Konferensi ini mengjadirkan 51 Abstrak dan Makalah yang terbagi dalam 11 panel yang beragam; mulai tema mengenai pendidikan HAM secara umum, inisiatif dan inovasi yang dilakukan dalam konteks pandemi COVID-19 serta isu spesifik yang menarik seperti pendidikan HAM dalam isu KBB, Kebebasan berekspresi dan masyarakat adat. Dari konferensi ini, kami mencoba merangkum beberapa point pembelajaran yang dapat digunakan untuk pengembangan pendidikan HAM di Indonesia

  1. Konferensi ini mengakui bahwa pendidikan HAM merupakan proses dialog yang demokratis dalam atmosfir belajar yang membebaskan. Tujuan Pendidikan HAM mencakup Pendidikan tentang HAM (education about human rights), Pendidikan melalui HAM (education through human rights) dan Pendidikan untuk HAM (education for human rights) yang mendorong pada pencegahan dan upaya menangani pelanggaran HAM
  2. Pendidikan HAM memadukan Learning about Human Rights yang bersifat kognitif. Ilmu pengetahuan terkait HAM seperti sejarah, dokumen-dokumen HAM, mekanisme penyelesaian pelanggaran HAM dengan Learning for Human Rights yang merupakan proses internalisasi pengetahuan HAM ke dalam tindakan sehari-hari. Dari proses inilah muncul prinsip toleransi, solidaritas, penghormatan hak diri sendiri dan orang lain dapat dihayati.

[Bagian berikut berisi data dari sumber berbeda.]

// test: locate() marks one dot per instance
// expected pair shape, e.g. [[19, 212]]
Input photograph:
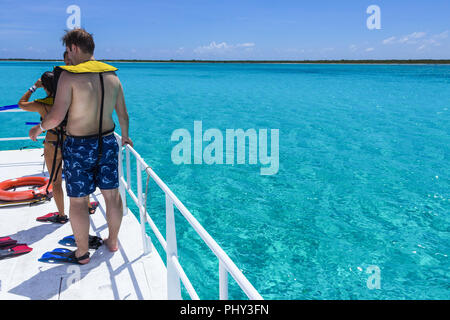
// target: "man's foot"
[[92, 207], [82, 259], [113, 246]]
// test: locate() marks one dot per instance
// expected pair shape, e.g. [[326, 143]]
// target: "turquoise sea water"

  3. Metodologi Pendidikan HAM tidaklah exhaustive, banyak yang bisa dikembangkan, mulai dari yang sifatnya kovensional didaktika, yang partisipatoris dan interaktif, hingga yang bersifat pemberdayaan, dan transformatif. Model-model dan Metode-metode praktis untuk penyampaian pendidikan HAM bersifat eksploratif, terus berkembang dan bisa jadi tidak berbatas.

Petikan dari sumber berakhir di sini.